L’ONG autrichienne NOYB (None of Your Business), qui défend la vie privée numérique des citoyens, a porté plainte jeudi 20 mars auprès de l’agence de protection des données norvégienne, la Datatilsynet, accusant OpenAI de diffamation : son robot conversationnel ChatGPT aurait répondu à la question « qui est Arve Hjalmar Holmen ? » que ce citoyen norvégien avait assassiné deux de ses enfants.
Selon l’ONG, le robot conversationnel disait aussi que l’affaire avait « choqué la communauté locale et nationale, et [avait] été largement couverte par les médias en raison de sa nature tragique ». Précisant que Holmen avait été « condamné à une peine de prison de vingt et un ans ».
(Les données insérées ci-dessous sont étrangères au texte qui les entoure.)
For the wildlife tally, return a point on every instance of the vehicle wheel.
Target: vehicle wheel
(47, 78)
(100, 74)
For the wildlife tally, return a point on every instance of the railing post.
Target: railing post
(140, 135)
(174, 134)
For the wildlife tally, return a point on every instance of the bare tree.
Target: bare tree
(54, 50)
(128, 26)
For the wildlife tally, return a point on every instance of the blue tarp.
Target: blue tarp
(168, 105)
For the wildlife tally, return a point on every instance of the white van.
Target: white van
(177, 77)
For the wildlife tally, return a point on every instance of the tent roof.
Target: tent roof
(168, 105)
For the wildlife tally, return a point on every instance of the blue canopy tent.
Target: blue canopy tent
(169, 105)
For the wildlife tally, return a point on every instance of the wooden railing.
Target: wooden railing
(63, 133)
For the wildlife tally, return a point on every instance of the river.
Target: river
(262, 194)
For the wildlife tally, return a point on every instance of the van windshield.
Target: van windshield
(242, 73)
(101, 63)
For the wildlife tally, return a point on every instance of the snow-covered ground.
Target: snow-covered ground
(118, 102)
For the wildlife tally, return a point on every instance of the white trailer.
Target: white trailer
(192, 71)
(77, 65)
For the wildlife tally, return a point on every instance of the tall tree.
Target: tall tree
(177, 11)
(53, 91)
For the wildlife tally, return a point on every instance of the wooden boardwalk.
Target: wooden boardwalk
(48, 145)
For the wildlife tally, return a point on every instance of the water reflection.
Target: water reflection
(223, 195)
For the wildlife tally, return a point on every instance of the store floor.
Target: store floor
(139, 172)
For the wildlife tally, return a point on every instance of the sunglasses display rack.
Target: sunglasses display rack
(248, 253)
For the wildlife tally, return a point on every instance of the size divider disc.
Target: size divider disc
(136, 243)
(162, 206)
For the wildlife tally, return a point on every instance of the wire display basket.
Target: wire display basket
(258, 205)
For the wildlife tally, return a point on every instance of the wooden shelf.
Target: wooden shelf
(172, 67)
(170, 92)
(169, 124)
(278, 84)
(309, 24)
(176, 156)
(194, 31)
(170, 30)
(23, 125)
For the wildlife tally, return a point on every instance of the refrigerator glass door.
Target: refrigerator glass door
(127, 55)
Des informations entièrement fausses d’après l’ONG, mêlées à des faits avérés – le robot ne se trompait pas lorsqu’il précisait que l’homme était père de trois garçons. De quoi inquiéter sérieusement la personne diffamée : « Certains pensent qu’il n’y a pas de fumée sans feu. Ce qui me fait le plus peur, c’est que quelqu’un puisse lire cette réponse et croire qu’elle est vraie », rapporte l’ONG dans un communiqué.
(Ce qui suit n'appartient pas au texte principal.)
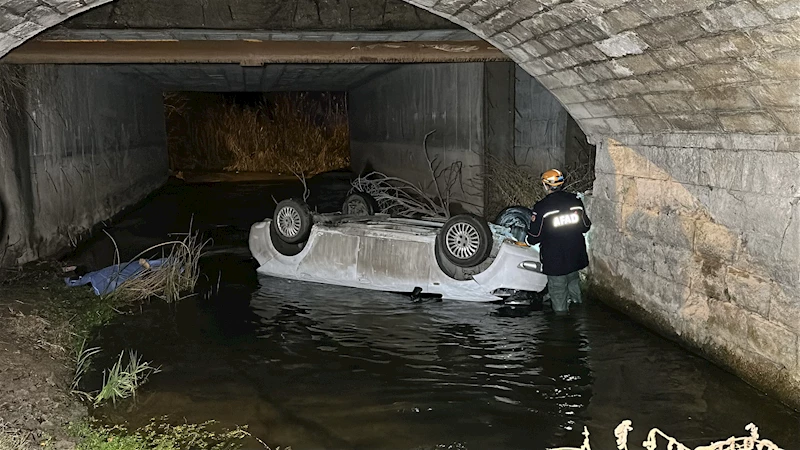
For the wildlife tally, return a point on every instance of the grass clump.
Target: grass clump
(511, 184)
(170, 281)
(122, 380)
(279, 133)
(159, 435)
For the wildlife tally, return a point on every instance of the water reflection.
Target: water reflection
(317, 366)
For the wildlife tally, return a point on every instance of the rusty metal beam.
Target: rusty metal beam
(249, 53)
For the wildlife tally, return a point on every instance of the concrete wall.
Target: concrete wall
(390, 115)
(698, 235)
(545, 135)
(540, 124)
(85, 143)
(663, 70)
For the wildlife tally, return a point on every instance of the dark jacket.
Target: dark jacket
(558, 222)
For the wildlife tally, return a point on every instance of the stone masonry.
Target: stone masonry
(694, 104)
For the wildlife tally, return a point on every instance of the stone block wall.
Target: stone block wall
(699, 236)
(84, 144)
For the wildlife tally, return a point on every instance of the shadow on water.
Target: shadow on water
(315, 366)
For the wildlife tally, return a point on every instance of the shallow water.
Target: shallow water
(315, 366)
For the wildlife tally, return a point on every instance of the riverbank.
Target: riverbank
(43, 327)
(40, 324)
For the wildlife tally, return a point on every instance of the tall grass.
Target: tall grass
(122, 380)
(281, 133)
(511, 184)
(175, 278)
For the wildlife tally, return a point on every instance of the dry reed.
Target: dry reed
(177, 274)
(515, 185)
(283, 134)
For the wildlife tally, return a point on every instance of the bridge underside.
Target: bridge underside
(693, 106)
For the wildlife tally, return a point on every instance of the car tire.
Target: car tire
(360, 204)
(284, 248)
(292, 221)
(465, 240)
(517, 218)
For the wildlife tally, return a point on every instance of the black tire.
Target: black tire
(292, 221)
(360, 204)
(465, 240)
(517, 218)
(284, 248)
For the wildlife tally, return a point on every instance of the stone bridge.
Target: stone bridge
(694, 106)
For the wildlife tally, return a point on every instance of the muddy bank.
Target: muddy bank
(36, 350)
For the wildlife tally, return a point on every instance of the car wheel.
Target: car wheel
(284, 248)
(465, 240)
(292, 220)
(360, 204)
(517, 218)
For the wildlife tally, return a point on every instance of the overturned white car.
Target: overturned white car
(461, 258)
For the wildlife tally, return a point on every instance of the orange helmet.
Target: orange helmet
(553, 178)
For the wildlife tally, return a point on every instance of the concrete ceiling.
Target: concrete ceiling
(274, 77)
(133, 34)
NOYB explique au Monde que le problème « est apparu en août 2024. Nous avons pu le reproduire jusqu’au jour où la version gratuite de ChatGPT a commencé à répondre régulièrement aux questions portant sur des personnes en basant ses réponses sur des informations glanées sur Internet » plutôt qu’en se fiant exclusivement à celles qui étaient présentes dans ses neurones artificiels. L’accusation a alors disparu, mais l’association craint que l’erreur soit toujours présente dans les neurones artificiels du robot.
Des précédents aux Etats-Unis
La politique de confidentialité européenne d’OpenAI explique qu’il est possible de contacter l’entreprise en cas d’« informations inexactes sur le plan factuel vous concernant » et, rappelle NOYB, les conditions d’utilisation de ChatGPT recèlent une clause de non-responsabilité qui dit que l’outil « peut faire des erreurs », laissant à la charge de l’utilisateur de « vérifier les informations importantes ».
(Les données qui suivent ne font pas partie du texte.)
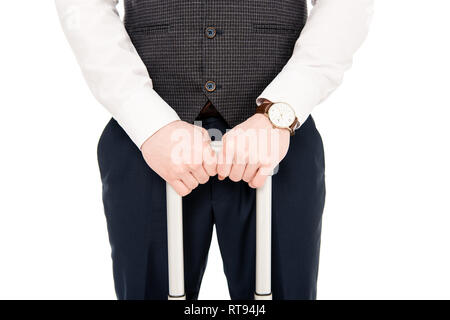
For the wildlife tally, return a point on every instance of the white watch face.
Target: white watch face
(282, 115)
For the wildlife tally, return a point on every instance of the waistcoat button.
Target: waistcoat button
(210, 32)
(210, 86)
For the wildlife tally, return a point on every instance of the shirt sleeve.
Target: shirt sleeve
(112, 68)
(324, 51)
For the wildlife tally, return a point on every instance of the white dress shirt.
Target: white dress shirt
(119, 79)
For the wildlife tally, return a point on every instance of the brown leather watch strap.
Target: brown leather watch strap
(264, 107)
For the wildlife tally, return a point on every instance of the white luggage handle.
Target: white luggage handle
(263, 241)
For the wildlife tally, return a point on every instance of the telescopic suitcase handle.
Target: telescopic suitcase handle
(263, 289)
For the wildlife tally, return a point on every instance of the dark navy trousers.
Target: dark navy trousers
(135, 207)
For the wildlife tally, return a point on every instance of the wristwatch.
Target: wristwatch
(281, 114)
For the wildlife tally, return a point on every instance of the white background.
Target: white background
(386, 229)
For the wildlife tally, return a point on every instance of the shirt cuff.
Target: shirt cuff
(298, 92)
(144, 114)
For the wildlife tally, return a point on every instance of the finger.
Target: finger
(260, 178)
(236, 172)
(225, 159)
(200, 174)
(180, 188)
(189, 180)
(250, 172)
(209, 160)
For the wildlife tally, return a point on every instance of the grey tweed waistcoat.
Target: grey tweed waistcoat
(224, 51)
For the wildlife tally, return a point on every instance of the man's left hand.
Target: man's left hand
(251, 150)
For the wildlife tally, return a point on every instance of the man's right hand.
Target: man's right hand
(181, 154)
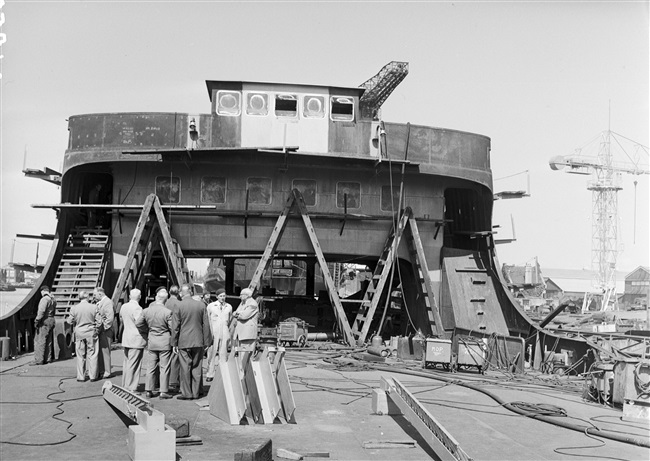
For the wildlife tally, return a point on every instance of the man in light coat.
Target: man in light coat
(190, 339)
(156, 322)
(173, 304)
(132, 342)
(83, 317)
(246, 317)
(107, 314)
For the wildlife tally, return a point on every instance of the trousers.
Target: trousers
(105, 341)
(158, 364)
(44, 341)
(191, 374)
(87, 351)
(131, 368)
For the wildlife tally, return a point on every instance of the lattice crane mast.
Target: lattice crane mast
(604, 186)
(379, 87)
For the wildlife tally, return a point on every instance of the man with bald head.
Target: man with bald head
(83, 317)
(107, 313)
(246, 317)
(191, 337)
(156, 322)
(132, 341)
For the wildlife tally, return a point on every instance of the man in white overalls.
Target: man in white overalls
(219, 315)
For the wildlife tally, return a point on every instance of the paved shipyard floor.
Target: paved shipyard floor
(46, 414)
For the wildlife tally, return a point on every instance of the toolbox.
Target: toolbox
(471, 352)
(292, 332)
(437, 351)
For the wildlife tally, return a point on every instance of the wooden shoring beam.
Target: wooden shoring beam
(295, 199)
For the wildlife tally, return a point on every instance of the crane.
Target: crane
(605, 184)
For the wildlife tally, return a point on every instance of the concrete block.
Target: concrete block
(636, 410)
(382, 405)
(261, 452)
(143, 445)
(180, 425)
(287, 454)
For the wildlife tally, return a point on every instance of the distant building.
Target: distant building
(637, 285)
(575, 283)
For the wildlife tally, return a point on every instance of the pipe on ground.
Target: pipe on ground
(547, 419)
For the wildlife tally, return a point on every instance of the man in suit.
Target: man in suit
(44, 325)
(246, 317)
(107, 314)
(132, 342)
(156, 322)
(173, 304)
(191, 337)
(83, 317)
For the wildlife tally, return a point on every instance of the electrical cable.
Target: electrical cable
(562, 450)
(541, 417)
(54, 416)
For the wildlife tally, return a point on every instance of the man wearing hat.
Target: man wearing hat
(156, 323)
(44, 325)
(219, 315)
(132, 341)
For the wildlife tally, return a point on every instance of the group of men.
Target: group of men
(173, 333)
(93, 332)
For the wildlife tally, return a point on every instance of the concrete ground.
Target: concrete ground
(46, 414)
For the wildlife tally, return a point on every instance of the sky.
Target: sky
(540, 79)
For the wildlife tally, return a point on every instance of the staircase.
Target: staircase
(81, 267)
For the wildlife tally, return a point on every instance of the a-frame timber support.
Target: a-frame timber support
(295, 200)
(151, 233)
(368, 307)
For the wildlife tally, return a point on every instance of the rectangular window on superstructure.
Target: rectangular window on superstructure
(257, 104)
(259, 191)
(213, 189)
(168, 189)
(307, 188)
(341, 109)
(313, 106)
(228, 103)
(386, 199)
(286, 105)
(348, 192)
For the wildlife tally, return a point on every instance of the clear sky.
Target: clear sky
(538, 78)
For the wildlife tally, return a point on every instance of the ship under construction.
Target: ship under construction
(284, 178)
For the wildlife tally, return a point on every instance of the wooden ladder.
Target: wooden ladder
(371, 297)
(296, 200)
(81, 267)
(151, 233)
(406, 225)
(424, 285)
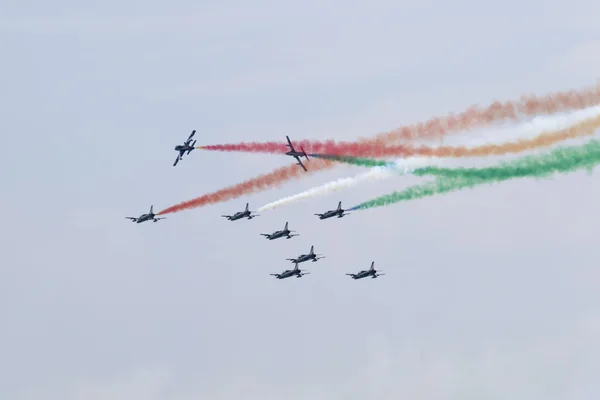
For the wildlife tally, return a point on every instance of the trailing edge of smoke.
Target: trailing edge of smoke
(403, 166)
(562, 160)
(381, 169)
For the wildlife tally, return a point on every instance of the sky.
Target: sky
(489, 293)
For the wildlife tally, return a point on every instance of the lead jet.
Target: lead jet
(186, 146)
(339, 212)
(372, 272)
(296, 154)
(146, 217)
(241, 214)
(305, 257)
(278, 234)
(291, 272)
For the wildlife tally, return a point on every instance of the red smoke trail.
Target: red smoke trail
(436, 127)
(257, 184)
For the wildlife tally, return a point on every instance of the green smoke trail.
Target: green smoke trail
(561, 160)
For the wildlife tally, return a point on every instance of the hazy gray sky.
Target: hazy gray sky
(489, 294)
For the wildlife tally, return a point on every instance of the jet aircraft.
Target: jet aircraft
(291, 272)
(146, 217)
(185, 147)
(278, 234)
(339, 212)
(296, 154)
(305, 257)
(372, 272)
(241, 214)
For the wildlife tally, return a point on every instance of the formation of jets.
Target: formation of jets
(339, 212)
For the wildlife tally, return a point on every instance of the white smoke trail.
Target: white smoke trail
(406, 165)
(401, 166)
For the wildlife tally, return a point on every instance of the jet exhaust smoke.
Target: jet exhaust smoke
(562, 160)
(434, 128)
(385, 169)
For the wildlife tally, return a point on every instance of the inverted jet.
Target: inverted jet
(185, 147)
(296, 154)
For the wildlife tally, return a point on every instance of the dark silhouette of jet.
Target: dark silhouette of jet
(296, 154)
(291, 272)
(185, 147)
(372, 272)
(146, 217)
(241, 214)
(305, 257)
(339, 212)
(278, 234)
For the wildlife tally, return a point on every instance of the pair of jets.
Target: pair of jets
(188, 146)
(298, 273)
(338, 212)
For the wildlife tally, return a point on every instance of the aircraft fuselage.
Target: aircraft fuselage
(180, 147)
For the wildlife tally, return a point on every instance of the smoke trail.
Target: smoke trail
(435, 127)
(404, 166)
(257, 184)
(381, 169)
(561, 160)
(584, 128)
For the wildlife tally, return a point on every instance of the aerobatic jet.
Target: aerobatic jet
(146, 217)
(291, 272)
(339, 212)
(278, 234)
(372, 272)
(185, 147)
(305, 257)
(296, 154)
(241, 214)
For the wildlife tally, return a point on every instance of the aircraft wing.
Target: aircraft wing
(290, 144)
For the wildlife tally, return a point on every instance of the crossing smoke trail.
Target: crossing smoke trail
(383, 169)
(584, 128)
(434, 128)
(259, 183)
(403, 166)
(561, 160)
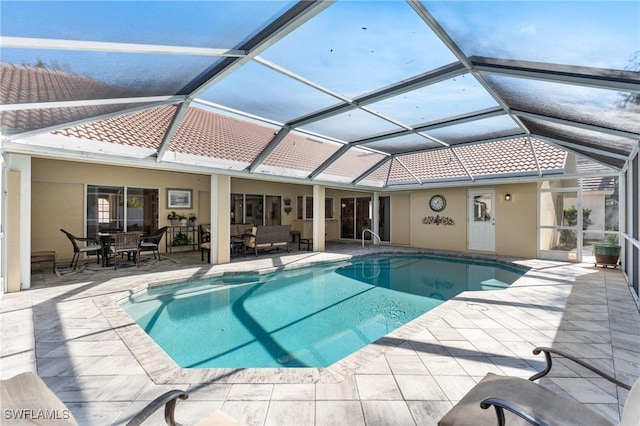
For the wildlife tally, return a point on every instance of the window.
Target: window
(107, 210)
(256, 209)
(305, 207)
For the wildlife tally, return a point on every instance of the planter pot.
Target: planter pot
(606, 254)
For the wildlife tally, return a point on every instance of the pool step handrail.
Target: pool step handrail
(372, 233)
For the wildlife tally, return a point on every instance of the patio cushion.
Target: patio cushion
(26, 399)
(533, 398)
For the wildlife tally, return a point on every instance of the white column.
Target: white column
(318, 218)
(220, 218)
(22, 164)
(375, 218)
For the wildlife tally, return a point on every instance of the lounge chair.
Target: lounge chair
(28, 397)
(92, 246)
(520, 401)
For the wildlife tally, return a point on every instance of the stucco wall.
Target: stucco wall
(58, 195)
(516, 220)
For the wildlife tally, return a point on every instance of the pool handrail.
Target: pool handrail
(372, 233)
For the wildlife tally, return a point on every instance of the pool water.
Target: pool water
(309, 317)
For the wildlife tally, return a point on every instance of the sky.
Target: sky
(350, 48)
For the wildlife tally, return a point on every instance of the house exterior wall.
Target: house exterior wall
(58, 201)
(516, 220)
(58, 197)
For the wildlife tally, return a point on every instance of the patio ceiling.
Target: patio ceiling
(381, 95)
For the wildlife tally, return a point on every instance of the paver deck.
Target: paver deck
(69, 330)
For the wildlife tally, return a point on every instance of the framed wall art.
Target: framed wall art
(179, 199)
Cependant, selon Joakim Söderberg, avocat spécialisé dans la protection des données pour NOYB, « le règlement général pour la protection des données (RGPD) est clair ». En Europe, « les données personnelles doivent être exactes (…) Vous ne pouvez pas diffuser de fausses informations et, à la fin, ajouter un petit avertissement disant que tout ce que vous avez dit n’est peut-être pas vrai ». Interrogé sur ce point, OpenAI n’a pas immédiatement répondu aux sollications du Monde.
Par le passé, aux Etats-Unis, OpenAI a déjà rapporté des propos diffamants à l’encontre de personnes publiques. Selon le Washington Post, le robot conversationnel avait ainsi accusé à tort un professeur de droit de harcèlement sexuel. Selon Reuters, ChatGPT avait soutenu qu’un maire australien avait été emprisonné pour corruption. Et, selon le média américain ABC, l’IA de Microsoft, Copilot, avait accusé un journaliste allemand d’être un vendeur de drogue, un criminel violent et un agresseur d’enfants.